You can also invest in specific mobile applications that come with many more GNSS/GPS compatible features, such as the ability to save a track or create a route. Tracks are essentially a breadcrumb trail of where you have been. These files typically contain information on speed, distance and time. Routes are a series of points that are connected and are useful for directing users to specific locations in an order.
Most fieldwork requires the collection of data of some sort. This includes visual data (e.g. a field sketch) or data that can be recorded (e.g. survey results or water quality readings).
Traditionally data has been collected using pencil and paper. Field sketches were sketched by hand. Quantitative and qualitative data was written down on paper. Now we have tools that allow us to record data digitally while in the field, which can eliminate 1 step in the process.
There are a range of cloud based storage options that also allow you to format your data in a spreadsheet or in a word processing document. Images and videos can also be easily stored and shared using cloud based tools. If you have a mobile device or tablet that is connected to the internet, you can collect data while in the field and it will be stored online automatically.

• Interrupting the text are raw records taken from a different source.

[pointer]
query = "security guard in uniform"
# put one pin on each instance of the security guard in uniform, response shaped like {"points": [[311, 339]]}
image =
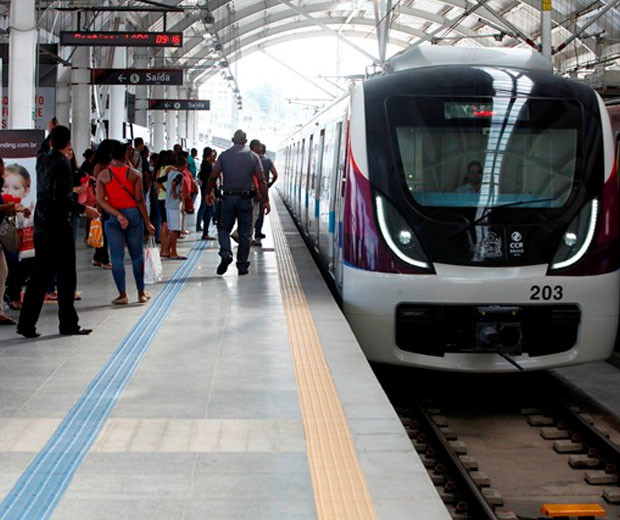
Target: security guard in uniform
{"points": [[238, 166]]}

You can search the internet for examples of cloud based storage. Read more about cloud storage options for teachers and students. Ensure you are familiar with your jurisdiction's rules around access to cloud storage services.
Geocaching is a digital treasure hunt where users can search for and find physical containers that have been hidden throughout the world. Users can choose a cache to find and then use their GNSS/GPS enabled mobile device or a GNSS/GPS receiver. To play the game, users can use a mobile app or download the location of their chosen geocache to their GNSS/GPS receiver before setting out to find the cache. Most GNSS/GPS receivers have accuracy of about +/- 5m, so the user will have to use the description and clues provided to find the cache once they are close.
QR codes can be used as tools for student fieldwork if the students have access to smartphone technology. QR codes point the user to either text, a location, web resource or a file on their device. You can link to text-based information, images, videos or audio. Students can scan a QR code to hear instructions while they are out in the field. Or students can scan a QR code to view a video that highlights a particular feature of their fieldwork.
Teachers can adapt this concept for student fieldwork. Examples include:
- a class completing a digital treasure hunt around the school
- students following a puzzle at field sites on a field trip, where each answer moves them on to their next location.
Putting it together
Once you have collected your field data and your location data, you are ready to represent your information spatially. There are a wide range of software tools that can be used to represent this information. Google My Maps provides a balance between powerful mapping features and a simple user interface. You can set your data up in a Google Drive table or a Microsoft Excel spreadsheet and import that table into Google My Maps to spatially display your information. There are many online examples that show you how to use the tools to import your information and represent your data including water quality data.
Queensland educators can use the Queensland Spatial educators' toolkit to find suitable spatial technologies for their year level and topic of study.